Machine Learning - Classification Curve

General

In this classification example, our goal is to develop a predictive model that can determine the likelihood of passengers surviving the ill-fated Titanic voyage based on two critical factors: “age” and “fare”. The objective is to demonstrate how to plot ROC curves, Precision-Recall curves, or even gain curves by building a logistic regression model. Furthermore, we will illustrate how to create these curves using just two columns: one for probabilities and one for predictions.

Let’s begin by importing VerticaPy.

import verticapy as vp

Let’s import the titanic dataset from verticapy.datasets.
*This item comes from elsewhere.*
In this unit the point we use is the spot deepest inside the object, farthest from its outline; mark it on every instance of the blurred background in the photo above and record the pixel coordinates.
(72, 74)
from verticapy.datasets import load_titanic

data = load_titanic()

Let’s create a logistic regression model using the entire dataset.

# Importing the Vertica ML module
import verticapy.machine_learning.vertica as vml

# Importing the Metrics module
import verticapy.machine_learning.metrics as vmt

# Defining the Model
model = vml.LogisticRegression()

# Defining Predictors and Response.
X = ["age", "fare"]
y = "survived"

# Fitting the model
model.fit(data, X, y)

# Adding the probabilities to the vDataFrame
model.predict_proba(data, X, name = "survived_proba", inplace = True)

# Displaying the vDataFrame
display(data)

In the context of data visualization, we have the flexibility to harness multiple plotting libraries to craft a wide range of graphical representations. VerticaPy, as a versatile tool, provides support for several graphic libraries, such as Matplotlib, Highcharts, and Plotly. Each of these libraries offers unique features and capabilities, allowing us to choose the most suitable one for our specific data visualization needs.

_images/plotting_libs.png

Note

To select the desired plotting library, we simply need to use the set_option function. VerticaPy offers the flexibility to smoothly transition between different plotting libraries. In instances where a particular graphic is not supported by the chosen library or is not supported within the VerticaPy framework, the tool will automatically generate a warning and then switch to an alternative library where the graphic can be created.

Please click on the tabs to view the various graphics generated by the different plotting libraries.

We can switch to using the plotly module.

vp.set_option("plotting_lib", "plotly")

In VerticaPy, you have access to various classification curves that can be generated directly from the model. If you opt for this method, please ensure that you specify a test set for accuracy; otherwise, the curve will be based on the training set. Alternatively, you can create these curves using a probability column and a response column.

model.roc_curve()

Creating visualizations using two columns

vmt.roc_curve(y_true = "survived", y_score = "survived_proba_1", input_relation = data)